Tom Milner for AWS Community Builders

Posted on May 21, 2021

Build a Serverless Data API with AppSync and DynamoDB

#serverless #graphql #aws #dynamodb

Introduction

Please find below a tutorial to create a serverless data api using AWS DynamoDB as the backend data store and AWS AppSync to create a GraphQL interface. All the steps and code samples shared are defined in YAML. I've used the AWS SAM syntax where it's supported and CloudFormation where not. SAM does not provide any syntax for AppSync but the good thing about SAM is that you can still use it to build and deploy a template that contains CloudFormation. This means that while you don't get the shorthand that SAM provides for other services you can continue to use the same SAM setup and commands. I think there is good scope for SAM to support AppSync in the same way it supports API Gateway and I hope that AWS adds it in the future.

You will need the AWS SAM CLI installed on your machine to complete this tutorial. If you don't have it, you can follow the instruction provided by AWS in this link.

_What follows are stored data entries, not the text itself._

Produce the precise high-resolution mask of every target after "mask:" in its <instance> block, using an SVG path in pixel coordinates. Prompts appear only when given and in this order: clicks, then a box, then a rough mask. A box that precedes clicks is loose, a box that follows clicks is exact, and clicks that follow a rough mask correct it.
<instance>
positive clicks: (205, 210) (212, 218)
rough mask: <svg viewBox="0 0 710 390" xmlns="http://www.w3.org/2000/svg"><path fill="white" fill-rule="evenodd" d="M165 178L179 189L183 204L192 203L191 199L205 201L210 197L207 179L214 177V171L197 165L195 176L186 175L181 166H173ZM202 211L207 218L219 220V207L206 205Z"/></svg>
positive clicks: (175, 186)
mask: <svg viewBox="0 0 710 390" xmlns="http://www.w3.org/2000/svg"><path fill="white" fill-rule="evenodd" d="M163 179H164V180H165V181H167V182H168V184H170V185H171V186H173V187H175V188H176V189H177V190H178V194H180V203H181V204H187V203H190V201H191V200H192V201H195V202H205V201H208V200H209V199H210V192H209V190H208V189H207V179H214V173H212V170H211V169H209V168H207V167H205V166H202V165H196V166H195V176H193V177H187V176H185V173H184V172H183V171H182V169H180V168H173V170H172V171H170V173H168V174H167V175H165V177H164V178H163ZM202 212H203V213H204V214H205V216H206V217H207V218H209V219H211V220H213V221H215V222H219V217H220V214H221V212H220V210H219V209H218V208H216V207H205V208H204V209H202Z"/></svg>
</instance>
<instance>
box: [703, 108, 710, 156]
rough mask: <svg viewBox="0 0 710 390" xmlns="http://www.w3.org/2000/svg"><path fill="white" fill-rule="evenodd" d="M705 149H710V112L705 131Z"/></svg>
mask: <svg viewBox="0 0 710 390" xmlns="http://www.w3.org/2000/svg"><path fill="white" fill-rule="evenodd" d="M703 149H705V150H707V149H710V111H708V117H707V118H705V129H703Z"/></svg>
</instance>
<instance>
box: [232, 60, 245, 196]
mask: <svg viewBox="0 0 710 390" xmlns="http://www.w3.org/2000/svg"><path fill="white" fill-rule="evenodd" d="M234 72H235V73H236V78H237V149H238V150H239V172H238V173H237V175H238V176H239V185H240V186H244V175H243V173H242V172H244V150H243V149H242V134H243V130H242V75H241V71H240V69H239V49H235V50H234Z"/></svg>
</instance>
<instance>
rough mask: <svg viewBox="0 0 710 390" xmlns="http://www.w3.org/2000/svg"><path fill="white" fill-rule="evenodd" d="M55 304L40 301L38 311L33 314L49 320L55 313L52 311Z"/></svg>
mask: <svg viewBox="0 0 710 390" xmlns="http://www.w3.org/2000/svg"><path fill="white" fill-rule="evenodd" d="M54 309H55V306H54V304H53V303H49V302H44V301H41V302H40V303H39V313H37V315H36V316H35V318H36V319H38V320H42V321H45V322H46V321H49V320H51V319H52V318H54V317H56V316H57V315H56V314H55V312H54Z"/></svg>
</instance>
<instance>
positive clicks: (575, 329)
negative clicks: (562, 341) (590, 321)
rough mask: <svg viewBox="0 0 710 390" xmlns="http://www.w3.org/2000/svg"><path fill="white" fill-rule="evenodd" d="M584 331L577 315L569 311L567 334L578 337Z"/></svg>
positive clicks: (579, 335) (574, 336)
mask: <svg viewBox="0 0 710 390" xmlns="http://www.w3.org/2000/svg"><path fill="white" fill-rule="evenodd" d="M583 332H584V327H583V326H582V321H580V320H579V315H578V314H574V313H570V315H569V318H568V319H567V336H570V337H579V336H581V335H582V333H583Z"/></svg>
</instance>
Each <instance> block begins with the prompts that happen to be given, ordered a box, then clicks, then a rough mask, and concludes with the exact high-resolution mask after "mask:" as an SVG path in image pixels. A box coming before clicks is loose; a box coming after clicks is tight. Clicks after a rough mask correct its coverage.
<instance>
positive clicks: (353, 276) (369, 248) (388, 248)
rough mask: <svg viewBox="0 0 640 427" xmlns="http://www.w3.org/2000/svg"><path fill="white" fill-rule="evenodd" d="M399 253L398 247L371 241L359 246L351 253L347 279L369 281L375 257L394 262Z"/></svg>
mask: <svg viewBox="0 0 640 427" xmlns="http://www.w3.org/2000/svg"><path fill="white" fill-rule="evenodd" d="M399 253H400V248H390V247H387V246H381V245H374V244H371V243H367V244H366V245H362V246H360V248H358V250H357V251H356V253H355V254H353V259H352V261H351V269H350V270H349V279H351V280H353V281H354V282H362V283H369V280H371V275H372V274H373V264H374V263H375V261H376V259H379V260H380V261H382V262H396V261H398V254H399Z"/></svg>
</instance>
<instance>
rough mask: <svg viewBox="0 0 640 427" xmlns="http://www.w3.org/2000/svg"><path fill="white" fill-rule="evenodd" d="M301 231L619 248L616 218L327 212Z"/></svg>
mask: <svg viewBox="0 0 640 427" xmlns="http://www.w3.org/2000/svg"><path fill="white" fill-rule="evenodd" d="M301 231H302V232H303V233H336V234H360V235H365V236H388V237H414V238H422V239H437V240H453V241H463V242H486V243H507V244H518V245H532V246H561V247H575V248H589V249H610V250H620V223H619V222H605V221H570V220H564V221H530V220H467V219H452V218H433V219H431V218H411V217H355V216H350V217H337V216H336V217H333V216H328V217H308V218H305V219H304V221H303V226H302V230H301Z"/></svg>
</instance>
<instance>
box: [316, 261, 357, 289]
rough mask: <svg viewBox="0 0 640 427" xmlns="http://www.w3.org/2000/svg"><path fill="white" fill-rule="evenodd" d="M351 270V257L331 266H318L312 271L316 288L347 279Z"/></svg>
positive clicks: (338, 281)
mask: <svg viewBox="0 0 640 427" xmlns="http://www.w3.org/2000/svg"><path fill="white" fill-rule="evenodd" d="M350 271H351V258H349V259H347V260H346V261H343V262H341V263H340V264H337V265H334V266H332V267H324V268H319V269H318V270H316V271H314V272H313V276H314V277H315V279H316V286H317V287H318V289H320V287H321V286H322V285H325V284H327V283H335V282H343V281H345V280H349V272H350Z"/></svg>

https://docs.aws.amazon.com/serverless-application-model/latest/developerguide/serverless-sam-cli-install.html

I have kept this example very simple but it is still powerful. The application outlined allows the creation, update, delete and selection of a JSON document through a GraphQL interface. The document is stored in a map datatype in DynamoDB and indexed with a partition key and sort key. With some clever thinking around how you construct these keys, it can have many applications. You can use composite Each item (record) in DynamoDB can be up to 400kb so you can also store quite a lot of data per item.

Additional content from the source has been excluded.